Car si les résultats existent, difficile de donner des chiffres exacts, tant le harcèlement avance masqué dans les cours de l’école. On estime que 22% des élèves harcelés ne parleraient à personne de ce qu’ils subissent. Pour quelles raisons ? "La première, assez évidente, est que la dénonciation est synonyme de trahison, l’élève devient un 'poucave' et, souvent, les représailles ne se font pas attendre et la violence redouble, on lui fait payer la note. La seconde s’incarne dans le fait que les victimes ne veulent pas inquiéter leurs parents, voire leur faire de la peine", explique, Raphaël Hoche, enseignant-chercheur et responsable pédagogique du management et transformation des organisations à l’université de Lorraine, dans un article publié sur The Conversation en décembre 2021.

Stéphane, 15 ans, a été victime de ce harcèlement. Les moqueries et les méchancetés l’ont accompagné tout son collège. Pour lui, difficile de se confier au corps enseignant : "Ils voyaient que je n’étais pas à l’aise, que je n’avais pas confiance en moi.
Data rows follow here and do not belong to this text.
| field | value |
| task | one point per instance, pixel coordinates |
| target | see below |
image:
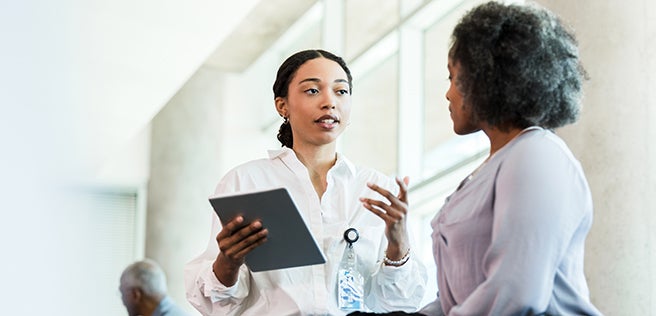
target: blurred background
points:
(118, 118)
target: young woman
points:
(313, 96)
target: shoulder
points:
(539, 148)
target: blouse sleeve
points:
(397, 288)
(540, 199)
(204, 291)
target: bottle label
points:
(350, 285)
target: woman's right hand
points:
(235, 242)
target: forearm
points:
(397, 288)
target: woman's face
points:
(461, 116)
(318, 102)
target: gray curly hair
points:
(519, 66)
(146, 275)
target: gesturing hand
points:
(394, 213)
(235, 242)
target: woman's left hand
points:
(394, 213)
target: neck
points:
(149, 306)
(499, 138)
(318, 160)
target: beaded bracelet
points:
(397, 263)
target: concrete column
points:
(185, 164)
(615, 141)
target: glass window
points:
(371, 138)
(366, 22)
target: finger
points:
(386, 194)
(252, 243)
(403, 188)
(367, 203)
(237, 250)
(236, 235)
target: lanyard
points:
(350, 283)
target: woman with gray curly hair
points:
(510, 239)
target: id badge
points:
(350, 283)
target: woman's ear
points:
(281, 106)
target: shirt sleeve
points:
(204, 291)
(540, 199)
(397, 288)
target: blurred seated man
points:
(143, 291)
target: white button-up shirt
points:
(309, 290)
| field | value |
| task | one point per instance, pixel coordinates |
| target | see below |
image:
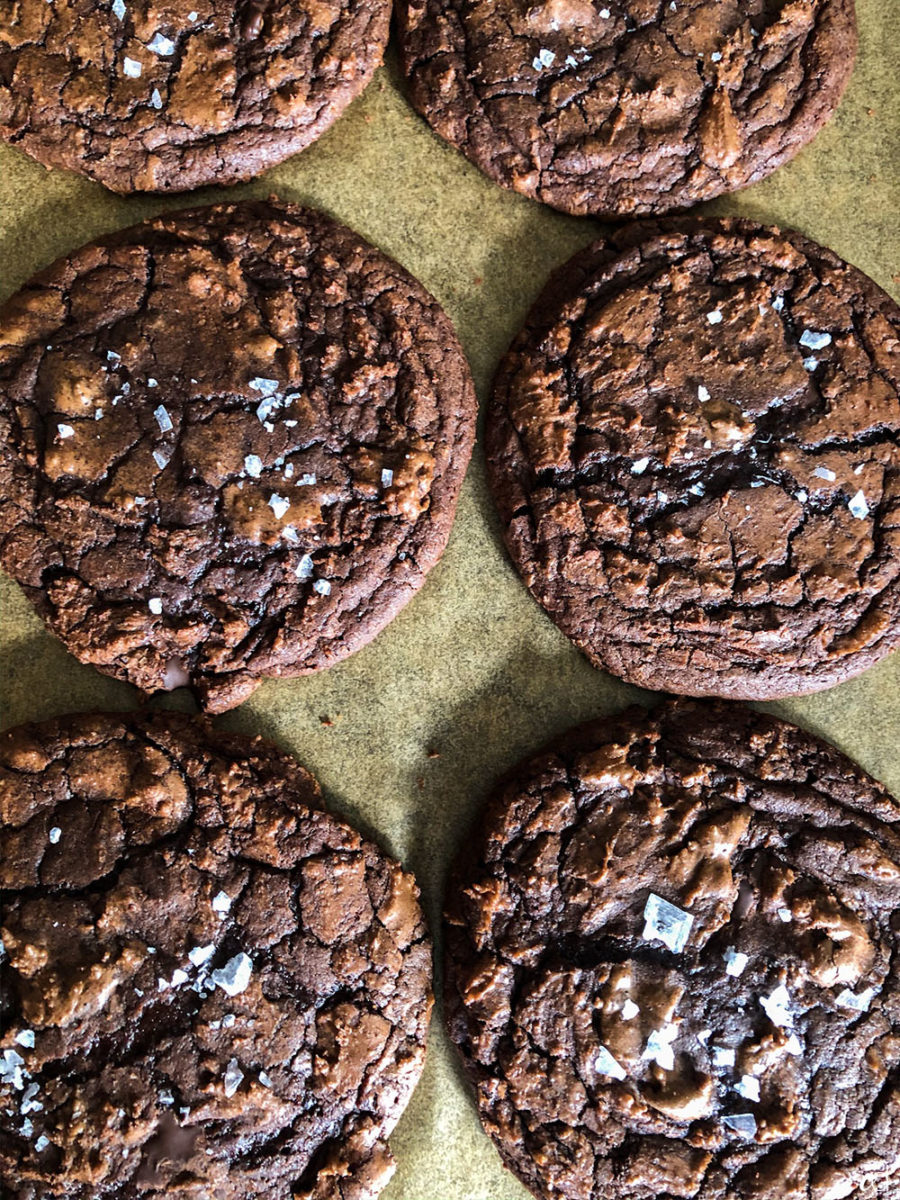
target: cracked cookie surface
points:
(184, 94)
(694, 445)
(672, 964)
(615, 109)
(211, 988)
(233, 441)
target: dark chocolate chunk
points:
(178, 96)
(671, 964)
(621, 108)
(209, 985)
(233, 441)
(695, 449)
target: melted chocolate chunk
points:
(174, 97)
(209, 985)
(621, 108)
(695, 449)
(232, 445)
(671, 964)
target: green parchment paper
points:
(472, 670)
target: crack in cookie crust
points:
(627, 108)
(672, 964)
(695, 449)
(210, 987)
(174, 97)
(233, 443)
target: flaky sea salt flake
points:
(201, 954)
(777, 1007)
(279, 505)
(743, 1123)
(234, 976)
(748, 1087)
(666, 923)
(162, 46)
(606, 1065)
(735, 961)
(233, 1077)
(858, 505)
(858, 1003)
(815, 340)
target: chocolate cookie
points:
(695, 449)
(616, 108)
(210, 987)
(168, 99)
(232, 445)
(672, 964)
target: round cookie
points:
(621, 108)
(671, 964)
(211, 988)
(695, 449)
(193, 93)
(233, 441)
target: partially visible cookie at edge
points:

Mais je n’avais pas confiance en eux non plus pour leur confier mes problèmes." Une situation de souffrance qui s’est poursuivie de la sixième à la troisième. Car c’est une autre des constantes dans les cas de harcèlement, le fait que les violences s’éternisent dans le temps.

Les enfants ne parlant pas, leurs parents ne découvrent parfois que très tard la situation. "Mes parents, sûrement comme tous les parents, étaient très en colère, contre les harceleurs mais aussi contre l’établissement", explique le jeune homme. Pour autant, il s’est senti écouté une fois que la situation a été portée à la connaissance de l’établissement. "Ils m’ont accompagné, je ne me suis pas senti seul." Un exemple qui montre que c’est bien au niveau de la connaissance des cas de harcèlement que le bât blesse.

Si les chiffres sont difficiles à estimer, et les situations difficiles à résoudre, c’est aussi que les sens des adultes comme des enfants sont bridés dans les cours des écoles. Comme l’explique Raphaël Hoche, il est difficile d’avoir accès à toute la cour : "La cour recèle de coins et de recoins qui permettent de disparaître aux yeux des adultes." Une disparition qui s'accentue sur les réseaux sociaux.

Quid du cyberharcèlement ?

En effet, le cyberharcèlement ne relève pas de la compétence de l’établissement scolaire. Paradoxe, quand on sait qu’il est très souvent, chez les jeunes, la prolongation de ce qui a commencé en classe ou dans la cour de récréation.

Johanna n’a pas trouvé d’écho dans son établissement quand elle a parlé de ses problèmes. Si à 22 ans, cet épisode est derrière elle, elle l’évoque avec amertume. "Ils ont convoqué les harceleurs, mais ne pouvaient rien faire. Ils m’ont dit que ça dépendait de la justice. Mais porter plainte, ça fait peur, confie la jeune fille. Les procédures, ça en décourage plus d’un. Surtout pour peu de résultats." Comme Stéphane, la seule solution, radicale : quitter les réseaux sociaux. "Ce sont les victimes qui sont pénalisées, il y a un sentiment d’injustice", conclut la jeune fille.

Une situation que le programme pHARe veut également prendre en compte. "Nous voulons mettre l’accent sur le respect d’autrui, dès les premières classes, pour prévenir ces comportements. Un rapport est attendu cette année pour observer les améliorations dans ce domaine", rappelle Jean-Pierre Félix. La réponse a un réel besoin des enfants comme des adultes.